Update Language Script Info


  1. Rick should have checked in spreadsheets in {cldrdata}\tools\java\org\unicode\cldr\util\data, with names of the form:
    1. country_language_population_raw.txt
    2. language_script_raw.txt
    3. For a descriptions of the contents, see Language Script Guidelines
    4. Do not edit the above files with a plain text editor; they are tab-delimited UTF-8 with many fields and should be imported/edited with a spreadsheet editor. Rick uses Excel, but Google sheets should also work fine.
  2. The world bank, un, and factbook data should be updated as per Updating Population, GDP, Literacy
  3. Note that there is an auxiliary file util/data/external/other_country_data.txt, which contains data that supplements that. If there are errors below because the country population is less than the language population, then that file may need updating.
  4. Run the tool ConvertLanguageData.
    1. -DADD_POP=true; for error messages.
    2. If there are any different country names, you'll get an error:  edit external/alternate_country_names.txt to add them.
    3. Look for failures in the language vs script data, following the line:
      • Problems in language_script_raw.txt
    4. Look for Territory Language data, following the line:
      • Possible Failures ...
        • In Basic Data but not Population > 20%
        • and the reverse.
    5. Look for general problems, following the line:
      • Failures in Output.
      • It will also warn if a country doesn't have an official or de facto official language.
    6. Send all the error reports back to Rick. Work until resolved.
  5. It creates files:
    • {generated}supplemental/supplementalData.xml
  6. Carefully diff against the corresponding {cldrdata}/common/supplemental/ file.
  7. If all looks well, copy over.
  8. Then run QuickCheck to verify that the DTD is in order, and check in.

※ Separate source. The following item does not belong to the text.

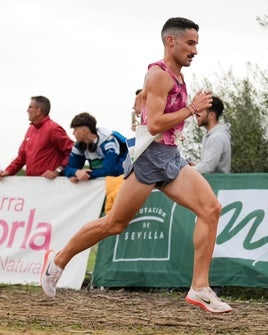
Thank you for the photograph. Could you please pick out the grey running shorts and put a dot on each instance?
(159, 164)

Update the supplementalData.xml <territoryContainment>

  1. Note: should automate this! (JCE: These instructions are too fragile to be useful.  "Copy the table" results will vary widely depending on which browser you use!)
  2. For the basic containment, go to http://unstats.un.org/unsd/methods/m49/m49chang.htm. Check if anything has changed.
  3. Then go to http://unstats.un.org/unsd/methods/m49/m49regin.htm, copy the table, and paste into util/data/external/m49_raw.txt. Diff with old
  4. For the UN, go to http://www.un.org/en/member-states/index.html. Copy the table, and paste into util/data/external/un_member_states_raw.txt. Diff with old.
  5. For the EU, do the same with https://europa.eu/european-union/about-eu/countries/member-countries_en, into util/data/external/eu_member_states_raw.txt
  6. For the EZ, do the same with http://ec.europa.eu/economy_finance/euro/adoption/euro_area/index_en.htm, into util/data/external/ez_member_states_raw.txt
  7. If there are changes, update <territoryContainment>